I took a course in computer vision where one of the projects [1] involved monocular vision, and assuming that flat patches are flat, vertical lines are vertical, all others are horizontal and the background is flat, it was possible to get a pretty good reconstruction.
Everything has texture, even things that appear solid, this is how optical mice can work on glass. Throw in NIR/UV camera, or maybe thermal for good measure, slap LSTM on top and you are covered for everything human would spot.
There are a lot of techniques to avoid it. I remember listening to an interview with Greg Charvat who said that coding a polarised pulse train with some random phase distribution is a possibility for avoiding interference.
If it's deliberate, I would imagine that there are plenty of techniques that would work with regular cameras, as well. Ultimately, you can always target the algorithm that works on the data, regardless of how the data is collected.

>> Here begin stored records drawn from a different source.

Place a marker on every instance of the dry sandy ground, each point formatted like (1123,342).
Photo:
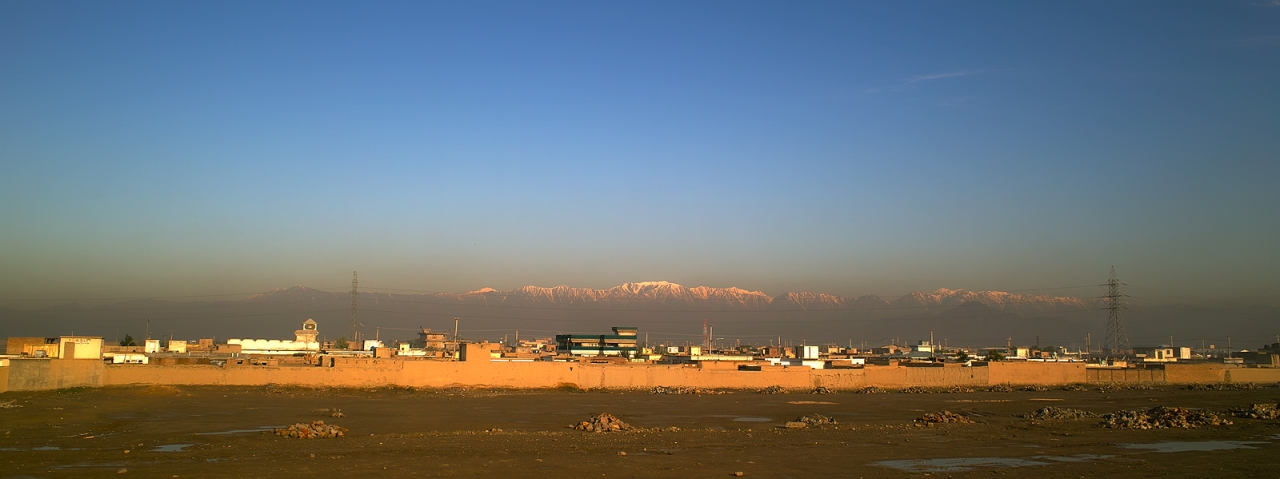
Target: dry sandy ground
(123,432)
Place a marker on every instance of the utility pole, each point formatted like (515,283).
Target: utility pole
(1118,340)
(355,324)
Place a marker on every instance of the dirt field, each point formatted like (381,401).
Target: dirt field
(191,432)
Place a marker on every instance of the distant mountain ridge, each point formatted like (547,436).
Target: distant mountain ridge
(661,293)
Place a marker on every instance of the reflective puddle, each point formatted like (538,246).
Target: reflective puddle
(1196,446)
(963,464)
(170,447)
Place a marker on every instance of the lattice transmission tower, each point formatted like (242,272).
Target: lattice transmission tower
(1118,340)
(355,324)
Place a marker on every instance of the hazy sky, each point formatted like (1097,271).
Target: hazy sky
(183,147)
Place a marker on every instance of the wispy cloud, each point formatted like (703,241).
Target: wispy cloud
(920,78)
(938,76)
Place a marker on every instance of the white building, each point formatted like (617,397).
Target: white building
(300,343)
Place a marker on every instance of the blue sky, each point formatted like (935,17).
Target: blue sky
(842,147)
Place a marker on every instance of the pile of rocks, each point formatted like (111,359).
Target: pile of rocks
(1257,411)
(681,389)
(942,418)
(772,389)
(816,419)
(1162,418)
(604,423)
(1124,387)
(1223,387)
(1051,414)
(316,429)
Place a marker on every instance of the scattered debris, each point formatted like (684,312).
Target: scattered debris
(1124,387)
(1052,414)
(945,416)
(1221,387)
(604,423)
(681,389)
(1162,418)
(316,429)
(816,419)
(1257,411)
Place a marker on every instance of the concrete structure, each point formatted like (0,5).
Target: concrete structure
(280,346)
(80,347)
(622,343)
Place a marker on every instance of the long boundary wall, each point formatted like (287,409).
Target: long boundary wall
(53,374)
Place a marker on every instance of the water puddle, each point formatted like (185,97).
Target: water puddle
(956,464)
(263,429)
(963,464)
(170,447)
(1196,446)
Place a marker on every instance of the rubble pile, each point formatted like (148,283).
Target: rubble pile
(1257,411)
(942,418)
(681,389)
(1223,387)
(772,389)
(604,423)
(1124,387)
(816,419)
(1051,414)
(1162,418)
(316,429)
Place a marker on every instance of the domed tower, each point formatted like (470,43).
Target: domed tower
(307,334)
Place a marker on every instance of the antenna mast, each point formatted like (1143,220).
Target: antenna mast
(355,324)
(1118,340)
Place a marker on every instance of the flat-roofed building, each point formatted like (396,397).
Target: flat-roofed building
(622,342)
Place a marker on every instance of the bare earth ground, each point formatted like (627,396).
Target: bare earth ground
(120,432)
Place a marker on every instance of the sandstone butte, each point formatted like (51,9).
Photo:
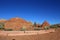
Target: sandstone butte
(18,23)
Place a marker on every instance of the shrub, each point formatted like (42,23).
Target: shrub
(46,27)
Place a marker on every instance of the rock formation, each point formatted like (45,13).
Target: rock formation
(45,23)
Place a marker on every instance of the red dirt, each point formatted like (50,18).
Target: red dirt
(48,36)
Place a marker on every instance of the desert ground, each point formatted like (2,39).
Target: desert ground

But cameras now cost under a $1 each in volume (thanks smartphones!) so dirt cheap. An imaging based point cloud extraction system main components are therefore cheap. Add a GPU enabled system to process (it's quite compute heavy) and you are set. OpenCV has the algorithms needed.
LiDAR is an active sensor in that the laser "illuminates" the target area. This adds cost but that is coming down quickly. Also as the sensor delivered 3D points (not images) the computational cost with images can be saved; so less CPU/GPU required.
Levandowski is a LiDAR guy. It's what he believes is the best solution for the problem.
Some feel that LiDAR is not a fit either as it doesn't work well in rain/fog/sleet/snow. There was a youtube video showing a self driving car running a test course in clear weather and again in the rain. You would not want to be a pedestrian during the rain test.
In reality this is all engineering dick waving. Prices will come down and the sensor payload will converge.
For full autonomy it is likely that cameras, LiDAR, Radar, and sonar all will be used. They all bring some advantage to the problem that addresses a weakness of one of the other sensor techs.
Oh yeah, and Levandowski is a complete prick. Someone should teach him about IP theft and give him a prison life lesson. He's going to need it.